Paulo, aos Filipenses, inicia com o esvaziamento de Deus. Mas essa ideia, fantasticamente improvável é nítida na história da salvação.
A sobejamente conhecida e comentada kenosis divina. A questão do poder é sensível. Daí mais um contraste de identidade entre Deus e o demônio: este aspira ao poder máximo (que, blefando, oferece a Jesus na tentação).
Enquanto Deus se esvazia do poder ao máximo, até à morte, e morte de cruz. Paulo palmilha cada etapa neste texto:
⁶ "...pois ele, subsistindo em forma de Deus, não julgou como usurpação o ser igual a Deus; ⁷ antes, a si mesmo se esvaziou, assumindo a forma de servo, tornando-se em semelhança de homens; e, reconhecido em figura humana, ⁸ a si mesmo se humilhou, tornando-se obediente até à morte e morte de cruz." Fp 2.
Usurpar para si o lugar que, naturalmente, a si já se pertence, é diabólico. Como define Judas, em sua pequena epístola: é perda de domicílio. Uma definição de demônios.
⁶ "...e a anjos, os que não guardaram o seu estado original, mas abandonaram o seu próprio domicílio, ele tem guardado sob trevas, em algemas eternas, para o juízo do grande Dia." Judas 1.
Ninguém usurpa para si o que se lhe é concedido ou sua própria identidade, a não ser que perverta sua própria vocação. E isso é uma definição de pecado.
Nossos pais, no Éden, chamaram para dentro de si o caos ao qual Deus havia posto ordem. Pelo retorno ao caos, herdaram desordem moral. Na morte de cruz, o próprio Deus, definitivamente, anula todo o efeito do caos.
Ele põe ordem, cria novamente em Cristo e diz haja luz, agora resplandecendo Ele próprio dentro do coração e na face de Cristo.
⁶ "Porque Deus, que disse: Das trevas resplandecerá a luz, ele mesmo resplandeceu em nosso coração, para iluminação do conhecimento da glória de Deus, na face de Cristo." 2 Co 4.
Cristo não usurpa para Si, ao contrário do anjo decaído, o lugar que, por direito e por identidade já é Seu. Mas cumpre sua trajetória, para fazer, de nossa trajetória, a dEle.

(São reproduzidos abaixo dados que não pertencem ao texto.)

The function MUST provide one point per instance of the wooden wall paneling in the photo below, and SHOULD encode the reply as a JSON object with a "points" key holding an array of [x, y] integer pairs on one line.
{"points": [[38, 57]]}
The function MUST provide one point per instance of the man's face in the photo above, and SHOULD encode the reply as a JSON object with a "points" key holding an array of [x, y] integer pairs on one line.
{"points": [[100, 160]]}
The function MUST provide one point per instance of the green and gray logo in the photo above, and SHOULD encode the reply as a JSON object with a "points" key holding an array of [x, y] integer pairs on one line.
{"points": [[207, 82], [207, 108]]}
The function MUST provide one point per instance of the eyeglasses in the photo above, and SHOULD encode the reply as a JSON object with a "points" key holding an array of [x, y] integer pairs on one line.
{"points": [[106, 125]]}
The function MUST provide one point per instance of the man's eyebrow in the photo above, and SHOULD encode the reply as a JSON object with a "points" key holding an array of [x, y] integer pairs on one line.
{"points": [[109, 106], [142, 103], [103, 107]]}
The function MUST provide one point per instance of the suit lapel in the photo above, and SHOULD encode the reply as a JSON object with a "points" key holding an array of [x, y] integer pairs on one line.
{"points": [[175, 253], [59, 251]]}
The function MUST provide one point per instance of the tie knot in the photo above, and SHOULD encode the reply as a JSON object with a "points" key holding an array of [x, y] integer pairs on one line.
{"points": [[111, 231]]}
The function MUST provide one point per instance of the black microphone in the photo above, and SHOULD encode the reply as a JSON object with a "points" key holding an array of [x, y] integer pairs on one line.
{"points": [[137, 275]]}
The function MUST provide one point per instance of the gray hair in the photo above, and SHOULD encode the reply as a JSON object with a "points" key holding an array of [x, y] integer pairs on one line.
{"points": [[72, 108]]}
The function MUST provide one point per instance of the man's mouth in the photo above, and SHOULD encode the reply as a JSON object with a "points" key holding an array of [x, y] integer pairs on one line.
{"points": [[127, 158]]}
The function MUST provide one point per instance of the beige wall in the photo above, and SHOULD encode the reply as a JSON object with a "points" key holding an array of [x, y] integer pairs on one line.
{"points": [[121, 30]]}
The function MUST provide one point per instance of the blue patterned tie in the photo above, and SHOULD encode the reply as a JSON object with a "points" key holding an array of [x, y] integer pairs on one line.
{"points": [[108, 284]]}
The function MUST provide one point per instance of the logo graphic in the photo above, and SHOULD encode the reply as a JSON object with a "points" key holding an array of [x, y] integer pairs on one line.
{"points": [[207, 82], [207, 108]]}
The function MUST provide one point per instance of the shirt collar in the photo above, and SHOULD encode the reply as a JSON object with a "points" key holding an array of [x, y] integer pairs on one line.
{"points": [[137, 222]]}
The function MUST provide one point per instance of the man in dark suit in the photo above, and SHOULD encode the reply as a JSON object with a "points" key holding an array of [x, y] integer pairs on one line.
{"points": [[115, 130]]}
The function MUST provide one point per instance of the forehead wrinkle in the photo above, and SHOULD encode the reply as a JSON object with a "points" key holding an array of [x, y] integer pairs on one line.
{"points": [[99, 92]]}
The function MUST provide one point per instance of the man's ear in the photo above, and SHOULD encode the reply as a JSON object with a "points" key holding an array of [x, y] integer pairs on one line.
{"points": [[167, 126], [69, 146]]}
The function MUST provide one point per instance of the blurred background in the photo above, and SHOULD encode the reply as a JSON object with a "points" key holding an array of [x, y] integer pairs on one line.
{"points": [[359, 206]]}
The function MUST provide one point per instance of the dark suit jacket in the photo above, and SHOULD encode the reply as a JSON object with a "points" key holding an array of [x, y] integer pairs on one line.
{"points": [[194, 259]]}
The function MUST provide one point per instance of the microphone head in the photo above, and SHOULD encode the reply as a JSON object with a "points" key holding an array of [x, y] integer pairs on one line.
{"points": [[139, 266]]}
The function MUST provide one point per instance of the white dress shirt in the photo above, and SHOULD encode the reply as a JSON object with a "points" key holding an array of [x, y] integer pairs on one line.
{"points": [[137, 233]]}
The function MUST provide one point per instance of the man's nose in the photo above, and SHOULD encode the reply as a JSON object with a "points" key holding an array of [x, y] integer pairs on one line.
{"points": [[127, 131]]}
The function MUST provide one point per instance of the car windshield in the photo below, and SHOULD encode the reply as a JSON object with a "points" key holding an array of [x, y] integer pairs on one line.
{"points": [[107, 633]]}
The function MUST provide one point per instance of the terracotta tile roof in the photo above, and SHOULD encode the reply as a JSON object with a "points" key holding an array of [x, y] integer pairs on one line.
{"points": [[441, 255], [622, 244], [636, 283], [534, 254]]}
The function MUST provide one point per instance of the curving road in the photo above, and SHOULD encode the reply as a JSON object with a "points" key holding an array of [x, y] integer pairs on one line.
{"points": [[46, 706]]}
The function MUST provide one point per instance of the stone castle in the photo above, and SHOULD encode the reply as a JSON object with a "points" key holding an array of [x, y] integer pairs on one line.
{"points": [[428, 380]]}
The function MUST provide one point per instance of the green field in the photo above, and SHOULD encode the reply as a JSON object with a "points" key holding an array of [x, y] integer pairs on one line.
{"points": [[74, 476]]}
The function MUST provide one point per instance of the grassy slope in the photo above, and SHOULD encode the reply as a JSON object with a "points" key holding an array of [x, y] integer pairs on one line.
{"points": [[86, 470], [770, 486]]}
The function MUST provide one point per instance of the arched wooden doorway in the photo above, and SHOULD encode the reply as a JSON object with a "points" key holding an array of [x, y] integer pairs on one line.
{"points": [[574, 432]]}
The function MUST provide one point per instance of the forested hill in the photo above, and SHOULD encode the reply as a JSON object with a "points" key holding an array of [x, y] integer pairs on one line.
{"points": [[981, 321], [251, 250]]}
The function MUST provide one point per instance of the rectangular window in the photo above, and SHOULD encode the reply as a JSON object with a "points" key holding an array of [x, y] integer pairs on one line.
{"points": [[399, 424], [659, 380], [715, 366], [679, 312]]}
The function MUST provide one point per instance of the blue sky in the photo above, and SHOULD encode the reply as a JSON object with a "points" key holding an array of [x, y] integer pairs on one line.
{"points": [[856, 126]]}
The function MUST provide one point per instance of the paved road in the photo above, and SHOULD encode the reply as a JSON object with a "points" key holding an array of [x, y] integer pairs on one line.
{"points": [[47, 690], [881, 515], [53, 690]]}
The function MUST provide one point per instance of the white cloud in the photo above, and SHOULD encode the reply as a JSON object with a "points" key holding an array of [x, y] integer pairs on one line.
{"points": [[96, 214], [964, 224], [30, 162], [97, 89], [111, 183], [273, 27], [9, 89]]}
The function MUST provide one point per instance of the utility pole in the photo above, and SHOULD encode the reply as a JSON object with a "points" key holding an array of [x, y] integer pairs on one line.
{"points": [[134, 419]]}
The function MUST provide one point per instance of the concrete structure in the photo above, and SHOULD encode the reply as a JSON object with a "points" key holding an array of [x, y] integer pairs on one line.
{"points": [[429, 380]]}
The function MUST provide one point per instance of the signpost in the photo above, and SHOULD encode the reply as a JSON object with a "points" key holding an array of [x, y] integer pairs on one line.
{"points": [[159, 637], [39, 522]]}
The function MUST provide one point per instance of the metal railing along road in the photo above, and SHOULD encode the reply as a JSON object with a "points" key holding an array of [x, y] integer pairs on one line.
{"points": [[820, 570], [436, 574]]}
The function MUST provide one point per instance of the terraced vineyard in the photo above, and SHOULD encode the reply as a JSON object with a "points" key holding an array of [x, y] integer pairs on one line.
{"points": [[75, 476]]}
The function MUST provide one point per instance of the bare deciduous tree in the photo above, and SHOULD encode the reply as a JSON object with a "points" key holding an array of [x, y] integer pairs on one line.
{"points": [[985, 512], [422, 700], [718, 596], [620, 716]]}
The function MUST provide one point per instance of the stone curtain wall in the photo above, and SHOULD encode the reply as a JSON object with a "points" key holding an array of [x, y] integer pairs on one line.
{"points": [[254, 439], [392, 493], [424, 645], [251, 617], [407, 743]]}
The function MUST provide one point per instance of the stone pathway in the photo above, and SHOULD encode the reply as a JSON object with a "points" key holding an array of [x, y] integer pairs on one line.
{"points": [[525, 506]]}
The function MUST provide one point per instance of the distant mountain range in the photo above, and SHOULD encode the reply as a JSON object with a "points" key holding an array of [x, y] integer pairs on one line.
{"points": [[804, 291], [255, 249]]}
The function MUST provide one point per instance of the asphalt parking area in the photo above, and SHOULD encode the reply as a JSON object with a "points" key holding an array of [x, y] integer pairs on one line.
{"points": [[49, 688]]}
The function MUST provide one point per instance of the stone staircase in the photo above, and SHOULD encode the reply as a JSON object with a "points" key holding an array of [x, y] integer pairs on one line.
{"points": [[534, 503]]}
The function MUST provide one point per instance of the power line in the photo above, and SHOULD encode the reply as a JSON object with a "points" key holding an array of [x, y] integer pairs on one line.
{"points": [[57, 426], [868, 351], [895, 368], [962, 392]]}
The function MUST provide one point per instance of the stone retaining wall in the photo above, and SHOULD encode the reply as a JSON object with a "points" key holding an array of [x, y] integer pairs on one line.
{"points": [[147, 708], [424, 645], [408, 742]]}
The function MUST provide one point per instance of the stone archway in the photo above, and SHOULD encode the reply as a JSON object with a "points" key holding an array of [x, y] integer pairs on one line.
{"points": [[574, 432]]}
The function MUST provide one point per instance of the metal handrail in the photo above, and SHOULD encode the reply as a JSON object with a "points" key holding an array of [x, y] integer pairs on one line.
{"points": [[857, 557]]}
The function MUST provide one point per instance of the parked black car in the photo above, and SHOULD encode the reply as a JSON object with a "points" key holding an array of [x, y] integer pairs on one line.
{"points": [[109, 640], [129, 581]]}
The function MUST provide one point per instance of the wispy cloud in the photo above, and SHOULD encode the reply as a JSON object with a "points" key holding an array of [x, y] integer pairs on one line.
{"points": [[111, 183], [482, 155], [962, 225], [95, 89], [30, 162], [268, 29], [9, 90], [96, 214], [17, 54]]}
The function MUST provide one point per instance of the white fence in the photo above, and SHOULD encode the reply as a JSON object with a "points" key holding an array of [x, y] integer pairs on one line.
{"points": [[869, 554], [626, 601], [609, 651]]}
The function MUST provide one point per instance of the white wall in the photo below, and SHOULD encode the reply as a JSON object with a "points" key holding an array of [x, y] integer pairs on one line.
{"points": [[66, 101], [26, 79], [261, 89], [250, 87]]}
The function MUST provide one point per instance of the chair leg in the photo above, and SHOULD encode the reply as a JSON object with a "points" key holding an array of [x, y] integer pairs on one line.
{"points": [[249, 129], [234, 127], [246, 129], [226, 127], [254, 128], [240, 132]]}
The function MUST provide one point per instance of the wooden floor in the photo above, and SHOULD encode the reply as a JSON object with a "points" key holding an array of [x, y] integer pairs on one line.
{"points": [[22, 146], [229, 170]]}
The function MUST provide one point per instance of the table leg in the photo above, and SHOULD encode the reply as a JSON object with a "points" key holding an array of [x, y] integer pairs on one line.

Devolve-nos identidade, anula o caos de dentro de nós pelo efeito da suma ofensa da cruz, carrega nEle o nosso pecado, para sermos portadores nEle de nossa santificação, como nos ensina esse outro verso de mais um hino primitivo:
²⁵ "...o qual foi entregue por causa das nossas transgressões e ressuscitou por causa da nossa justificação." Rm 4.
Quando Jesus deu a Maria a resposta do limite, ensinava a ela que não se usurpa o lugar que já é seu. Até mães aprendem isso: não são donas dos filhos, pastores não são donos do rebanho e maridos não são donos da esposa.
⁴ "Mas Jesus lhe disse: Mulher, que tenho eu contigo? Ainda não é chegada a minha hora." João 2.
Somente Deus se esvazia. Somente Deus consegue abrir mão do poder (que somente Ele tem). Torna-se autenticamente homem. Torna-se servo. Aprende a obedecer, pelo que sofre. E obedecer até à morte. E morte de cruz. A cruz que, definitivamente, aniquila o caos.